By Kali Holloway
By the mid-1980s, the Los Angeles Police Department knew there was a prolific serial killer operating in the South Central section of the city. His victims, like most of the residents of the area, were overwhelmingly African American and poor. All were women; many worked as prostitutes, often to fund drug addictions. In 1988, when the death toll was nearly 20 bodies deep, a single survivor lived to tell police key information indispensable to any murder investigation: the type of car the killer drove, the block he lived on, identifying features for an eyewitness sketch. A .25 caliber bullet was recovered from the victim’s chest, linking her attack to the murders of at least eight other women from the same area. But police, in a pattern that becomes maddeningly and infuriatingly familiar over the course of Nick Broomfield’s documentary Tales of the Grim Sleeper, chose to do nothing with that information. They failed to undertake even the most basic requirement for ensuring public safety: alerting residents of South Central Los Angeles that a serial murderer was killing, and very likely living, amongst them.
Broomfield’s documentary is filled with revelations such as these, insights that demonstrate how Los Angeles police’s indifference to—and barely concealed contempt for—its poorest, most marginalized citizens allowed Grim Sleeper killer suspect Lonnie Davis Jr. to murder dozens of African-American women over 25 years. Nana Gyamfi, a lawyer involved with the Black Coalition Fighting Back Serial Murders, a grassroots South Central organization that sprang up in the ‘80s in the absence of political will to find the killer, compared the LAPD’s withholding of key evidence from the public to “allow[ing] black women to walk around…where someone is hunting them, not knowing they’re being hunted.” Pam Brooks, a former prostitute who, by default, becomes a key investigator in Broomfield’s fact-finding mission, speaks even more bluntly about how the case demonstrates the devaluation of poor black women’s lives. “The police don’t care because these are black women…I’m a black woman. Who gives a fuck about me?”

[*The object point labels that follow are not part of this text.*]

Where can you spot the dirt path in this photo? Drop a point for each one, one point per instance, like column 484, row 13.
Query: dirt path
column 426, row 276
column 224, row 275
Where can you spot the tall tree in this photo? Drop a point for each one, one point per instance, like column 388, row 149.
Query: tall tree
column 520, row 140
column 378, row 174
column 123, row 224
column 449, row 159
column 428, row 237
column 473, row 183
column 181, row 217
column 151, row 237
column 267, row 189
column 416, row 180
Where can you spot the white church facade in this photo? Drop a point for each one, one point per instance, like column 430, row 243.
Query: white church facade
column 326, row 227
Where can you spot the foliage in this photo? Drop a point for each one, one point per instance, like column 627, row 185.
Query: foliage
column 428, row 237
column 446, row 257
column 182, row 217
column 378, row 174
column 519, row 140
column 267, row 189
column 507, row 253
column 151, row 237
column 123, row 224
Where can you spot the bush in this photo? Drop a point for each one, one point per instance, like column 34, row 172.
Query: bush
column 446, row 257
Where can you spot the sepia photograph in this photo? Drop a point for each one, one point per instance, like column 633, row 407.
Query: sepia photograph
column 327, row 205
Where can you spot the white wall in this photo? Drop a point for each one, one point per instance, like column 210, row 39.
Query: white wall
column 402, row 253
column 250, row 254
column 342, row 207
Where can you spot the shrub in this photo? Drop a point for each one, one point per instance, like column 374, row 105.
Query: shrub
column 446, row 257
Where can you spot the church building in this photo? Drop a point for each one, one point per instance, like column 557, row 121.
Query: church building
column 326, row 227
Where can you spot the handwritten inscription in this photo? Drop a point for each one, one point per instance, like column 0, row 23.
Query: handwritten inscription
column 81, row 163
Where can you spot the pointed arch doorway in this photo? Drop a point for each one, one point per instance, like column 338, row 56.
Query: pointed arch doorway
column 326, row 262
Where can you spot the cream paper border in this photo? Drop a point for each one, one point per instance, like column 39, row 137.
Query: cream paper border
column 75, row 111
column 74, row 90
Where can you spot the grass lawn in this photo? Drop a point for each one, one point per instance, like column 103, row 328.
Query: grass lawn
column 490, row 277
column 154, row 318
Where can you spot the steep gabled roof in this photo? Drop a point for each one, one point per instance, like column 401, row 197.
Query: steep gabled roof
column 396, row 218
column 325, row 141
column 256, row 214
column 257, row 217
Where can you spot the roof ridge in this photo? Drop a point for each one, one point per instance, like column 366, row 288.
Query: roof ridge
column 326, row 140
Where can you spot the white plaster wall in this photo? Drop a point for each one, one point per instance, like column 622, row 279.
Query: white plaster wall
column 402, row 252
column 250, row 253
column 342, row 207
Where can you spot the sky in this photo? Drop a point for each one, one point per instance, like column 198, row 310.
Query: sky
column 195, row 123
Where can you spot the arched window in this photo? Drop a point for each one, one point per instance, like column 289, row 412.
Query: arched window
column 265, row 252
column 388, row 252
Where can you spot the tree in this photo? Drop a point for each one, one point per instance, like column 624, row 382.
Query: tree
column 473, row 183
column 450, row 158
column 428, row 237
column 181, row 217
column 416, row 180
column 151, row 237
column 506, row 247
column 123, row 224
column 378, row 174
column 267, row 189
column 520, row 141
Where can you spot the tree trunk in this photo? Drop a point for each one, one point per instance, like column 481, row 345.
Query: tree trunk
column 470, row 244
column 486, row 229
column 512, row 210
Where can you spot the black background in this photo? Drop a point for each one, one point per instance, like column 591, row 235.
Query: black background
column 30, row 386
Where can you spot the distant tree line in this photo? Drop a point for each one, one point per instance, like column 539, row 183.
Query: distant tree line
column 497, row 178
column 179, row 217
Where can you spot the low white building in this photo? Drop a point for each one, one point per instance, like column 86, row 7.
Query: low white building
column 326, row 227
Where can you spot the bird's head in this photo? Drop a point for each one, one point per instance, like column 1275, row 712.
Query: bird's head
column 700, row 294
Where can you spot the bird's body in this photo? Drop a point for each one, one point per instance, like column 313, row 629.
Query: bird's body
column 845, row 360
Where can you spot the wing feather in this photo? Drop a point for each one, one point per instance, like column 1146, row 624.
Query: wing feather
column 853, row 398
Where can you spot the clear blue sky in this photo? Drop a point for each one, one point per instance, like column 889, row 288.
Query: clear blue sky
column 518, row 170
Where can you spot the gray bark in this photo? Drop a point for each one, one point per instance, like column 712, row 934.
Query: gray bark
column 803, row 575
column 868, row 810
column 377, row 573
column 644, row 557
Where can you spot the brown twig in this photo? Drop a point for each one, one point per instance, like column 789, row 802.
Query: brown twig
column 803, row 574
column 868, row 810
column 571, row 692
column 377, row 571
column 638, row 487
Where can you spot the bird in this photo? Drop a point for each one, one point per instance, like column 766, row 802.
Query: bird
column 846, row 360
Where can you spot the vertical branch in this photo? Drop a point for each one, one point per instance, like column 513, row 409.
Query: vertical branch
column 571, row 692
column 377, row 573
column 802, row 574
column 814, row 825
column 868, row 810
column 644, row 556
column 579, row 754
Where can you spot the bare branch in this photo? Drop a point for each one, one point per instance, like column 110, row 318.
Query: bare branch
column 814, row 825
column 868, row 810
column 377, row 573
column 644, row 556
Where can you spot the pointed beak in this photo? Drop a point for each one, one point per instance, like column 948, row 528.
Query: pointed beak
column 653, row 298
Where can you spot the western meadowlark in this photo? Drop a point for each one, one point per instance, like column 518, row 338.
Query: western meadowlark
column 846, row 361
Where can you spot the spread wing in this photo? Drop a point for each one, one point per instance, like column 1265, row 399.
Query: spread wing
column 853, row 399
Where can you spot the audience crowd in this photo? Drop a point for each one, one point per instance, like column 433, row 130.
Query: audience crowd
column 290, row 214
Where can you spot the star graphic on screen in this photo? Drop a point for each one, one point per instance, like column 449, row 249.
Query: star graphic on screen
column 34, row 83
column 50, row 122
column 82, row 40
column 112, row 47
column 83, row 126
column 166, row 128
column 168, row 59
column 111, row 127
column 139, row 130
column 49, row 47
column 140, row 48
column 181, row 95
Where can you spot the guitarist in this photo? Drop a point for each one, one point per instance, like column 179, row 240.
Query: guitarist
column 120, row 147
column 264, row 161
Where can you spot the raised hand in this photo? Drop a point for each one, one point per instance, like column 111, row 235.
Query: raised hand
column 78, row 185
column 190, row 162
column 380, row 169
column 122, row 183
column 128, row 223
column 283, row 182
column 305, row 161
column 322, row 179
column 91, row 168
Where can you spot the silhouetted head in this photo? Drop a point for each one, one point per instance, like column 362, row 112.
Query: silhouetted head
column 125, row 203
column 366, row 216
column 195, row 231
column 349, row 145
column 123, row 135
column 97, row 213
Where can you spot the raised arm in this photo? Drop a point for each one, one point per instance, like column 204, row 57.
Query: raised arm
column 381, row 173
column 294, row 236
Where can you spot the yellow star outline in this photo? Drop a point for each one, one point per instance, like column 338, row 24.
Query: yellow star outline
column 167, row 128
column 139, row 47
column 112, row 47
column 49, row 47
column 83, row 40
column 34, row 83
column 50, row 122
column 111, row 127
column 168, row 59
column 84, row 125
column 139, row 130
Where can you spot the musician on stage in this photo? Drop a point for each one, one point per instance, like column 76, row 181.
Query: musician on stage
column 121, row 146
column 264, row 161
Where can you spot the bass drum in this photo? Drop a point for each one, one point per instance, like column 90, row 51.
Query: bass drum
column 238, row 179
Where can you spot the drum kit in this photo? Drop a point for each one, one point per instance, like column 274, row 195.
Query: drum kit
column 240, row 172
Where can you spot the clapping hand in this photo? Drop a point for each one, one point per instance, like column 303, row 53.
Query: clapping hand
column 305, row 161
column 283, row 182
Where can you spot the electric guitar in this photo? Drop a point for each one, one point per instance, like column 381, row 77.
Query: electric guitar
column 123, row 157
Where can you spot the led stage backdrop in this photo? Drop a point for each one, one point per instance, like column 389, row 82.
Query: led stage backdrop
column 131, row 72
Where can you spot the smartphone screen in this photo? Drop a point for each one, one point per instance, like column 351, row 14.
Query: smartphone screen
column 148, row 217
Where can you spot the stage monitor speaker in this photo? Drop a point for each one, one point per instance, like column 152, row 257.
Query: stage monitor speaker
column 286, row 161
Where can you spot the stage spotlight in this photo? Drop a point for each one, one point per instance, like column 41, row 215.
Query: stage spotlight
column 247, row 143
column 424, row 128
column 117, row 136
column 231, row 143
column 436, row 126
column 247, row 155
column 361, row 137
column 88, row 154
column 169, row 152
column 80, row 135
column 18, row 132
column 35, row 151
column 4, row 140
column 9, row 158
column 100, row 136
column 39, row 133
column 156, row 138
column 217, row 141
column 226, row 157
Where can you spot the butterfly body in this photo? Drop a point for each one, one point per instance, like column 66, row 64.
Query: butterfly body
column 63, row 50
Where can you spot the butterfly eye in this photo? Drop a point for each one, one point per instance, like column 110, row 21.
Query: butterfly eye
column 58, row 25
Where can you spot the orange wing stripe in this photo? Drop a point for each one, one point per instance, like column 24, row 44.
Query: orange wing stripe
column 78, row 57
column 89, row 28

Tales of the Grim Sleeper is ostensibly a story about alleged serial killer Franklin, but at its heart, Broomfield’s latest effort is a damning indictment of a criminal justice system that rarely recognizes black lives matter. Lonnie Franklin Jr. was finally arrested on July 7, 2010, more than a quarter of a century after the killings began. He is charged with 10 counts of murder and one attempted murder, though the actual number of victims is suspected to run as high as 100. Franklin’s trial, at long last, is set to begin this summer.